Should I deploy 802.11a on my wireless LAN?

That's a question that frustrates me immensely. But it's also one
that I'm happy to field, as I have on many instances over the past
couple of years.

If you are referring to a home Wi-Fi network, the answer is almost
always no. The only caveat relates to users in multiple-dwelling units,
where finding an available 2.4 GHz channel that won't interfere with
your network is challenging. On most home networks, the broadband
Internet connection is usually the source of performance bottlenecks
so even 802.11b is typically adequate. And because 11a operates at
5 GHz, its RF absorption characteristics are high, which means it won't make it through very many walls before degrading into RF mush. In the home environment, where user density is usually quite low, maximizing
coverage is the primary design objective. In most cases, using an
802.11g wireless router in conjunction with a modern wireless-equipped
computer will be adequate. If your home is very large, you may want to
consider a high-gain antenna on your access point (AP) or MIMO-based
product offering to provide better coverage.

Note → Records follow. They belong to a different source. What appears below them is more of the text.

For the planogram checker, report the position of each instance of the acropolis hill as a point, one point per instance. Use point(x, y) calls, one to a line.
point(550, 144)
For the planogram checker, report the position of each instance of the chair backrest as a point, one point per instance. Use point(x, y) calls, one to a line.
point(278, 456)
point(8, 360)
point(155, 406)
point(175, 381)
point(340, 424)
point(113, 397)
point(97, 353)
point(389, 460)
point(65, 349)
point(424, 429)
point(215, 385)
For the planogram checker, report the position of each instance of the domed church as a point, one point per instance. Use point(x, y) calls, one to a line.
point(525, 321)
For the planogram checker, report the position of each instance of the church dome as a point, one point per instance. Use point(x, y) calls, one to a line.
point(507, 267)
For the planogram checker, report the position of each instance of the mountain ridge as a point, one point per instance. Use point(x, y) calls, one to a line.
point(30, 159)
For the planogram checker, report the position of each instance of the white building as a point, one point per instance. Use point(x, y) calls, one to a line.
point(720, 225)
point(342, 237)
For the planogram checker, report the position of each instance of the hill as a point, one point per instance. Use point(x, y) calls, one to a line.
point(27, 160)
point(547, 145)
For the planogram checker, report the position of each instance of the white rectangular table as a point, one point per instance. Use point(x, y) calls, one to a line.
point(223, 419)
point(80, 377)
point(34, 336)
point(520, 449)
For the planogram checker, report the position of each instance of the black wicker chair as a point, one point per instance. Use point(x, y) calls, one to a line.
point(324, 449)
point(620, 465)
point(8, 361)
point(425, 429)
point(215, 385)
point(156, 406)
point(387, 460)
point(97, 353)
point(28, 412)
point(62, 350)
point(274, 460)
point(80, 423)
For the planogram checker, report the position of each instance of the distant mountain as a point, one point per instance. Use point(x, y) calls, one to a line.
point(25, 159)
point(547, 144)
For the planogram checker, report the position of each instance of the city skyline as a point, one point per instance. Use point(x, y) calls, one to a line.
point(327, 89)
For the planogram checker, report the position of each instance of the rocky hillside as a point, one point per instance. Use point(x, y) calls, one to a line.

If you are referring to an enterprise network, or any network where you
might expect high user density, the answer is a resounding yes. That's
because high density translates into high contention and high contention
translates into reduced performance. Although it's true that most enterprise
vendors allow you to co-locate multiple 11g APs on non-overlapping channels
and load-balance between them, such a design greatly complicates the
channel planning model and makes it difficult to provide full coverage
throughout a facility without introducing co-channel interference, which
occurs when multiple APs and clients operating on the same channel overlap
coverage areas. Co-channel interference is a sinister enemy, often lurking
almost invisibly in the background but then raising its ugly head as more
users or time-sensitive applications are added to the network. Today,
many network managers aren't even aware of its existence because users
are currently accustomed to glitches on wireless networks. But they won't
be in the future.

One common approach to solving this problem is to use a micro or pico-cell
architecture by reducing the power output of the APs, thereby shrinking the
APs' coverage radius. Although such an approach can sometimes yield
favorable results, it doesn't help much if your APs are whispering and your
clients are yelling at full volume. Even though the APs themselves may not
interfere with each other, clients in adjacent cells may interfere with APs
with which they are not associated. OK, so why not turn down the power on
the clients? That's not an irrational approach, but there are two problems.
First, there is no standards-based mechanism that allows an AP to instruct
a client to turn down its radio power level (Cisco offers this capability with
CCX, but it is only supported on Cisco infrastructure). Beyond that practical
limitation, turning down the client radio power level also decreases the RF link
budget, which may mean that clients connect at a lower data rate. If you try
to increase the power level to provide connections at, say 12 Mbps, that will
increase the RF propagation range, which in turn causes co-channel interference
and contention with adjacent cells, even at relatively low signal levels. There's
just no easy solution to this problem.